[HDS12-P01] Satellite-based assessment of electricity restoration efforts in Puerto Rico after Hurricane Maria
キーワード:VIIRS DNB, Black Marble, nighttime lights, power outage detection, energy access, disaster risk reduction
Understanding the distribution and duration of power outages after a disaster is a precursor to minimizing their harmful consequences, especially to vulnerable communities. Here, we use satellite-derived daily estimates of lights to monitor electricity restoration efforts in Puerto Rico following Hurricane Maria, which caused the longest blackout in US history. Within all settlements, we track how long it took to restore electricity, and assess the characteristics of communities that shouldered the most extended outages. Our results show an 80% decrease in lights, in total, immediately after Hurricane Maria.
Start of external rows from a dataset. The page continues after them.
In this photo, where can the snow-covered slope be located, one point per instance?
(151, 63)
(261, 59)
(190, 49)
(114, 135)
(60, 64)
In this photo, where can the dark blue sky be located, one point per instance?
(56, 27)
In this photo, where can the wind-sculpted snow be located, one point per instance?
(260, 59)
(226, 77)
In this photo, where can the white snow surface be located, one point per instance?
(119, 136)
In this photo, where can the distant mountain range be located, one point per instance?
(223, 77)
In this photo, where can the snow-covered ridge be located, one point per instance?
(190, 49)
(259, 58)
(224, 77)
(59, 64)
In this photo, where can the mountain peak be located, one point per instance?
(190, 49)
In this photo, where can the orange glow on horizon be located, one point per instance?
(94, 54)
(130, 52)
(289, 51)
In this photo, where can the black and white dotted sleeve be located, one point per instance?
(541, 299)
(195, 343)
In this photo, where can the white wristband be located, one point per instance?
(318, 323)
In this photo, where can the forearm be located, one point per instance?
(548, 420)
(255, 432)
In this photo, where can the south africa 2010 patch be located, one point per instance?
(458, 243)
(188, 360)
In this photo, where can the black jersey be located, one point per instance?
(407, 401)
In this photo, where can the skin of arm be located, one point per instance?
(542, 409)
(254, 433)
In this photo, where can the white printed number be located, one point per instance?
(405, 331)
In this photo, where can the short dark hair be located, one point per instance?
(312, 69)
During the recovery, a disproportionate share of long-duration power failures (> 120 days) occurred in rural municipalities (41% of rural municipalities vs. 29% of urban municipalities), and in the northern and eastern districts. Unexpectedly, we also identify significant disparities in electricity recovery within municipalities. Land use, proximity to highways, and the structure and density of the built environment were all factors that influenced restoration times. For many urban municipalities, poor residents lived in less dense, detached housing—where power restoration lagged. The results demonstrate the capability of nighttime satellite imagery to monitor power availability at a high spatial resolution, linking monitoring efforts to neighborhood-scale demographic data. They also identify the unintended consequences of current density-based power restoration protocols. Through the integration of in-situ, satellite, and socioeconomic data products, disaster responses to long-term events can become more strategic to minimize harm, incorporating adaptive community capacity as an additional variable to determine where power should be restored.